Barnea, yazısında şu ifadeleri kullandı:"Gazze Şeridi'nin kuzeyinde başlayan kara operasyonları büyük olasılıkla Han Yunus'ta sona erecek. Ardından Gazze Şeridi ile İsrail'in güneyi arasında tampon bölge kurulacak."Barnea, "tampon bölgenin, Gazze dar ve yoğun nüfuslu bir bölge oluğu için İsrail'e fazla güvenlik sağlamayacağını" belirtti.Gazze'nin geleceğine ilişkin Barnea, "İsrail'in, Mısır, Suudi Arabistan ve diğer Sünni İslami ülkelerinin Gazze'nin yönetimi ve yeniden inşasında ABD'nin yanında yer almasını istediğini" kaydetti.
Gazze'de savaş tüm şiddetiyle sürerken bölgeden acı haberler de gelmeye devam ediyor. İsrail'in saldırılarında 7 Ekim'den bu yana hayatını kaybedenlerin sayısı 16 bin 248 oldu. Açıklama Gazze'deki hükümete bağlı medya ofisinden geldi.

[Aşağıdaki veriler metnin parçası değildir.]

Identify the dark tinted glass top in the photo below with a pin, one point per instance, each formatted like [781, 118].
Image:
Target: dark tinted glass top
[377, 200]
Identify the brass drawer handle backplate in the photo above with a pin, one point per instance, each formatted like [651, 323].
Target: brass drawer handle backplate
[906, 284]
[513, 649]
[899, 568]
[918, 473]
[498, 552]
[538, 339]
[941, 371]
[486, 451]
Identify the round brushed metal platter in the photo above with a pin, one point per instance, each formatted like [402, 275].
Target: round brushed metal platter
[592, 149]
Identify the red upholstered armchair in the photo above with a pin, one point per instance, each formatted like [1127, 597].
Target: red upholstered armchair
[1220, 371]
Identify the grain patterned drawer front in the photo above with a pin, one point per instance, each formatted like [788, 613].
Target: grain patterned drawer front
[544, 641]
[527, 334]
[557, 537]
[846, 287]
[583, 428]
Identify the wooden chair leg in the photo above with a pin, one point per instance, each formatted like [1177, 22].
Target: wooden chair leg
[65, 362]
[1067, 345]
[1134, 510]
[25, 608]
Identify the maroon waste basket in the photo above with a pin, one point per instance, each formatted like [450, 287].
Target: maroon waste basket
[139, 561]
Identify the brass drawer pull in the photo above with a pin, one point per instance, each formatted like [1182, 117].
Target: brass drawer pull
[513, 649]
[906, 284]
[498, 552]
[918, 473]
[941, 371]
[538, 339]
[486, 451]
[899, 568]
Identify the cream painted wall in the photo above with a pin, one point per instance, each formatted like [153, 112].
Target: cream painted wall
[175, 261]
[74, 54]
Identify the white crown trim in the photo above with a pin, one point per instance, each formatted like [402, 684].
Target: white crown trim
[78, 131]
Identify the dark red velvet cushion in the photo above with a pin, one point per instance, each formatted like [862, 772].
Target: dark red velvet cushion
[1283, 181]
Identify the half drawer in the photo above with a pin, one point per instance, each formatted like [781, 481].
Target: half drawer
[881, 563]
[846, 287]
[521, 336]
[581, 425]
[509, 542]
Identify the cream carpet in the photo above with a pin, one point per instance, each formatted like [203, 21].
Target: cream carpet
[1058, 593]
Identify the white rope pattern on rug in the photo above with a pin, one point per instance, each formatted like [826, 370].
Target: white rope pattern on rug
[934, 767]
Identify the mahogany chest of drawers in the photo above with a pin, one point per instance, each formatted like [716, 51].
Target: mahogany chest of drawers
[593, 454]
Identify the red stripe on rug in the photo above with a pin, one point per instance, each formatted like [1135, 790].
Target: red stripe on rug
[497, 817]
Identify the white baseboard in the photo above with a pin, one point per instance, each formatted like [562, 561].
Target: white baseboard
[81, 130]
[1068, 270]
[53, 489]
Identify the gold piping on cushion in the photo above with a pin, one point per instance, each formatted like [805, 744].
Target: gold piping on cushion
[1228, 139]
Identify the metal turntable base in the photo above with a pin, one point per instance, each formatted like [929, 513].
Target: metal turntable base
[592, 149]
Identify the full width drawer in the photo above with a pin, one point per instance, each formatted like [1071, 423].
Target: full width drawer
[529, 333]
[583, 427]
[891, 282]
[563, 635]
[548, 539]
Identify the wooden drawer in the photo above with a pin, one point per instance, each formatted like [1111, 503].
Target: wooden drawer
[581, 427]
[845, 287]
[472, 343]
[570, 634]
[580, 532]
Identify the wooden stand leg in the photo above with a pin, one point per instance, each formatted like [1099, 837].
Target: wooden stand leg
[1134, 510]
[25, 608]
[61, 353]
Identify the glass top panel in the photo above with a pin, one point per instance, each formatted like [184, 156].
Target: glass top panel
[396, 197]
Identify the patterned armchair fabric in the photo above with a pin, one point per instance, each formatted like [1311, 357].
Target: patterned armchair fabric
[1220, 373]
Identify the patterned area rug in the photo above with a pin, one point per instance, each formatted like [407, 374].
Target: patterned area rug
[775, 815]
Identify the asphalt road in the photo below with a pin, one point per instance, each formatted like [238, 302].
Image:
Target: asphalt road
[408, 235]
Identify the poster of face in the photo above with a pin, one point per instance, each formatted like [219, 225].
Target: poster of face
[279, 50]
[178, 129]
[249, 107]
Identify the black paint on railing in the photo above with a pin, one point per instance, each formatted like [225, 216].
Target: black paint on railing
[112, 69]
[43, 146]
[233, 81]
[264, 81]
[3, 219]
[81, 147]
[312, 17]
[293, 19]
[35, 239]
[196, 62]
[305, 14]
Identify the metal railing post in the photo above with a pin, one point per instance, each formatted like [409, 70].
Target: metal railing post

Saldırılarda ölü sayısı 7 bin 112'si çocuk, 4 bin 885'i kadın olmak üzere 16 bin 248'e yükselirken, kayıp kişi sayısı da 7 bin 600'e ulaştı. Gazze'de sivillere ait konutların yüzde 61'inin yıkıldığına işaret eden açıklamada, 52 bin konut yerle bir olurken, kısmi ve çeşitli şekillerde hasar görenlerle birlikte saldırılarda tahrip olan ev sayısının 305 bin olduğu kaydedildi.
1,5 MİLYON KİŞİ EVİNİ TERK ETMEK ZORUNDA KALDI Gazze Şeridi'nde evlerini terk etmek zorunda kalan insan sayısının 1 milyon 500 bin olduğu, bunların tamamının yiyecek, su, ilaç, barınma gibi çok ciddi sorunlarla her an mücadele etmek zorunda kaldığı vurgulandı.Açıklamada, kış mevsiminin başlaması ve gelen soğuklarla, çeşitli salgınların da artmaya başladığının altı çizildi.